In less complex server room and datacentre environments an outage could be considered as a binary event with the services provided either being ‘online’ or ‘offline’. The Uptime Institute OSR is designed to help organisations focus on service resilience and interdependencies and to build in the appropriate Tier-rating to ensure business continuity. There are five classification rating for outage severity:

  1. Negligible: whilst recorded and reported the outage has little or no obvious impact on business services and there are no service disruptions.
  2. Minimal: some IT business services suffer disruption or a degradation in service but with minimal impact on users, customers or reputation.
  3. Significant: here the outage is significant with obvious disruptions to customer and user services but the outage has a limited scope, duration and minimal or no financial effect. There could be some compliance or reputational impacts.
  4. Serious: there is service and/or operational disruption that can lead to financial loss, compliance breaches, reputation damage and possibly safety issues.
  5. Severe: a mission critical outage has occurred with major impacts, disrupting services and/or operations, with large financial losses, possible safety issues, compliance breaches, customer losses and damage to reputation.
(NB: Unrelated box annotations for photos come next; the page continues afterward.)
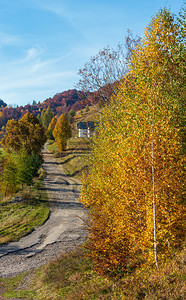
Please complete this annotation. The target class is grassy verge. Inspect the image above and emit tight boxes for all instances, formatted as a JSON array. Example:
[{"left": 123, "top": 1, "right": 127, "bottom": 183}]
[
  {"left": 0, "top": 180, "right": 49, "bottom": 244},
  {"left": 0, "top": 248, "right": 185, "bottom": 300},
  {"left": 48, "top": 138, "right": 91, "bottom": 179}
]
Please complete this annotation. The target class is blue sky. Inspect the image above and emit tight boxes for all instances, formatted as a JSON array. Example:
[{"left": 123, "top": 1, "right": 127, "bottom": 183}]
[{"left": 0, "top": 0, "right": 184, "bottom": 105}]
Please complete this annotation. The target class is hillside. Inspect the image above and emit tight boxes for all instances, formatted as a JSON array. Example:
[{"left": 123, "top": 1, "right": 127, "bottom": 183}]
[{"left": 0, "top": 89, "right": 99, "bottom": 129}]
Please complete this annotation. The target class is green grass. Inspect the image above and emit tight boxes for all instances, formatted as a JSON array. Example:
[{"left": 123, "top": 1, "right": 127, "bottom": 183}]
[
  {"left": 47, "top": 138, "right": 91, "bottom": 179},
  {"left": 0, "top": 248, "right": 185, "bottom": 300},
  {"left": 0, "top": 181, "right": 49, "bottom": 244}
]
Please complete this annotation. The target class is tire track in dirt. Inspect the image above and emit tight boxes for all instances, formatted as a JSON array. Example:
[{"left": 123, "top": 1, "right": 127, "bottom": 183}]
[{"left": 0, "top": 148, "right": 86, "bottom": 277}]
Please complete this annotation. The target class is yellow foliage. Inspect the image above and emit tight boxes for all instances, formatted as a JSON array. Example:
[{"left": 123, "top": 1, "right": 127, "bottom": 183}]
[{"left": 81, "top": 10, "right": 185, "bottom": 272}]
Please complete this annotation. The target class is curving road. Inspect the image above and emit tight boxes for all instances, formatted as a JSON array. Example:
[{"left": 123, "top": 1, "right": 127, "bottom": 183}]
[{"left": 0, "top": 148, "right": 86, "bottom": 277}]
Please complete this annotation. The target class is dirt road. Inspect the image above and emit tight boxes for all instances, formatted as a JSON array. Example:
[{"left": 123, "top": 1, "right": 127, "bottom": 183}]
[{"left": 0, "top": 149, "right": 86, "bottom": 277}]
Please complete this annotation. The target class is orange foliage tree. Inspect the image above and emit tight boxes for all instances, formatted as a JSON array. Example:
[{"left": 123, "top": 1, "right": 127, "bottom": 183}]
[
  {"left": 53, "top": 115, "right": 72, "bottom": 151},
  {"left": 81, "top": 9, "right": 185, "bottom": 273}
]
For more information visit: https://missioncriticalpower.uk/uptime-institute-announces-outage-severity-rating/

Both the Tier and OSR systems are linked by their use of critical power and cooling systems. Power related incidents are the biggest cause of outages and can be mitigated against by adopting a progressive approach that builds redundancy into each sector of the critical power path.

The same can be said for cooling systems where even when power is present, a failure of a computer room air conditioner or liquid cooling system can lead to over temperatures, failure of a cold-aisle containment system and a potential cooling-related outage.
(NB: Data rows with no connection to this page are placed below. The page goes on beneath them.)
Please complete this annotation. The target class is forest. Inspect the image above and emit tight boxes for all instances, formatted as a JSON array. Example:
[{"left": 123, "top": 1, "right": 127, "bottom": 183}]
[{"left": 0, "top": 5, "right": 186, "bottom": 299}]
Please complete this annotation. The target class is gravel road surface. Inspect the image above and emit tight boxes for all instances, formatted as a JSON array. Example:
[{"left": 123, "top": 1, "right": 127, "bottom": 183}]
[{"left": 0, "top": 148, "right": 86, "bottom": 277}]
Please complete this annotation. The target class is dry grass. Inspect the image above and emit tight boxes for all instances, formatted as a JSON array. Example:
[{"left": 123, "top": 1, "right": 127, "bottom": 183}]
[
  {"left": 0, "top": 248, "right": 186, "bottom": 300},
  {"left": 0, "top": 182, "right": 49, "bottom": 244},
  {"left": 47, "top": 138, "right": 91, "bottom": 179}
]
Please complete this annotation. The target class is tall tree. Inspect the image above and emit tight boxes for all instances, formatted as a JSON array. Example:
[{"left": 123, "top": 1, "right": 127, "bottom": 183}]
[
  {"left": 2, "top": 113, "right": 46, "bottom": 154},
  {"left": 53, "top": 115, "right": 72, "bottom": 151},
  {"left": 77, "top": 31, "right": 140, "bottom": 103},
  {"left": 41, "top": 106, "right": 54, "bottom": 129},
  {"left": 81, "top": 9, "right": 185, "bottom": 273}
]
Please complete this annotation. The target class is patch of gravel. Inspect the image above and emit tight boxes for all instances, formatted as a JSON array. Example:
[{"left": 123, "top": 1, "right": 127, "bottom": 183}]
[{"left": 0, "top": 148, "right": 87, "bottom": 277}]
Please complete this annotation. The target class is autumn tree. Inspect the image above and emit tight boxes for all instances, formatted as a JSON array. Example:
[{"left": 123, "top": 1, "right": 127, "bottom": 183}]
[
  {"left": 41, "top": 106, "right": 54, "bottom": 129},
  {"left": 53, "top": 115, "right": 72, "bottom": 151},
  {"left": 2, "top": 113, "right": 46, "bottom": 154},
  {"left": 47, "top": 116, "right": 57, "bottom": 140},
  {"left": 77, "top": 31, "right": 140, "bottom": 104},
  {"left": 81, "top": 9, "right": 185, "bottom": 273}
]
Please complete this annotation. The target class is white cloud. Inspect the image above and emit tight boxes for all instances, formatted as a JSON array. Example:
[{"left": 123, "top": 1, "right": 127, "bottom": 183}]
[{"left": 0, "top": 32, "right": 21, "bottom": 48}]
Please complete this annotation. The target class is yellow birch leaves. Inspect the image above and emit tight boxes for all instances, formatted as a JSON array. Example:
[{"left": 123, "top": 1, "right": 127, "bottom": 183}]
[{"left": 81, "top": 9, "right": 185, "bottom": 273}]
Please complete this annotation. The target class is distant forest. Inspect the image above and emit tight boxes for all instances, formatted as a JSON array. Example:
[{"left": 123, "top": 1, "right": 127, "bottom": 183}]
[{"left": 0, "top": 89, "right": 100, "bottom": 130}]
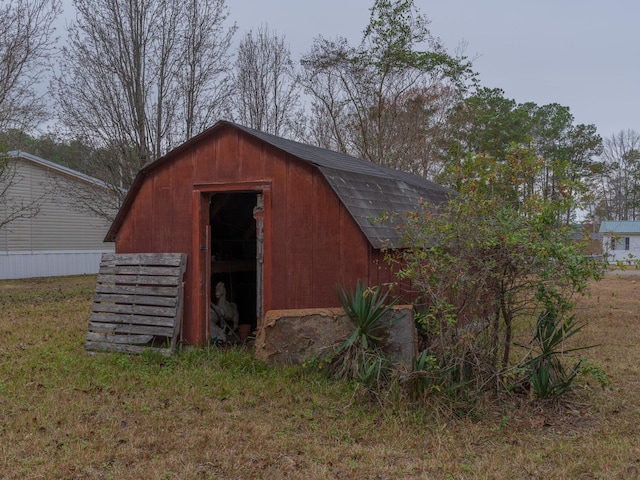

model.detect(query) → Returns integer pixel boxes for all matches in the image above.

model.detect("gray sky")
[227,0,640,141]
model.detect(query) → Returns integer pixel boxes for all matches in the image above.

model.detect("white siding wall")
[0,248,113,280]
[602,233,640,263]
[0,159,114,279]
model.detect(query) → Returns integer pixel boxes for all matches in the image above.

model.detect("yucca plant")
[334,281,398,385]
[526,309,590,398]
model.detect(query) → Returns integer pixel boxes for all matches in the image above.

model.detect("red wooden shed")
[106,121,450,345]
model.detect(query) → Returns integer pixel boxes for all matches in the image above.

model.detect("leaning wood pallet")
[85,253,187,355]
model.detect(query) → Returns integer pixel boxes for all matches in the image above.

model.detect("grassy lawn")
[0,275,640,480]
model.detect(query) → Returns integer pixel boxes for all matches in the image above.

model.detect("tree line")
[0,0,640,223]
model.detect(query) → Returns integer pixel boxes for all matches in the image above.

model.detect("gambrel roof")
[107,121,453,248]
[600,220,640,235]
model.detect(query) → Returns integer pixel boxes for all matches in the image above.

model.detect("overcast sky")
[227,0,640,141]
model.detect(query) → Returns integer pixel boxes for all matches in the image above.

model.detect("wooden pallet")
[85,253,187,355]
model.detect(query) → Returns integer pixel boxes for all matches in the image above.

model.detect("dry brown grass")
[0,275,640,479]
Using the Tier-rating system a server room or datacentre operator can judge how to provide the most appropriate level of power protection. The system is relatively straight forward from both a design and audit or certification perspective. The Outage Severity Rating system can also be used as an audit tool in terms of predicting how sever an outage could be to the operation of an installation, as well as classifying an actual impact for organisation or industry reporting.

Summary

The datacentre industry is poor at sharing learning from outages and there is no statutory or association led obligations to do so. It is only when a severe outage is publicly reported in the press, that sometimes information is shared later as part of an investigation. The introduction of the Outage Severity Rating system may help to turn the tide on this, as the ratings provide a standardised way for organisations to classify the outages they experience.

As the number of outages continues to increase it is not inconceivable to say that most server rooms and datacentres experience the less severe classifications of outage at least once a year. Shared experience will help to improve server room and datacentre design as well as increase their availability within an ever more complex environment.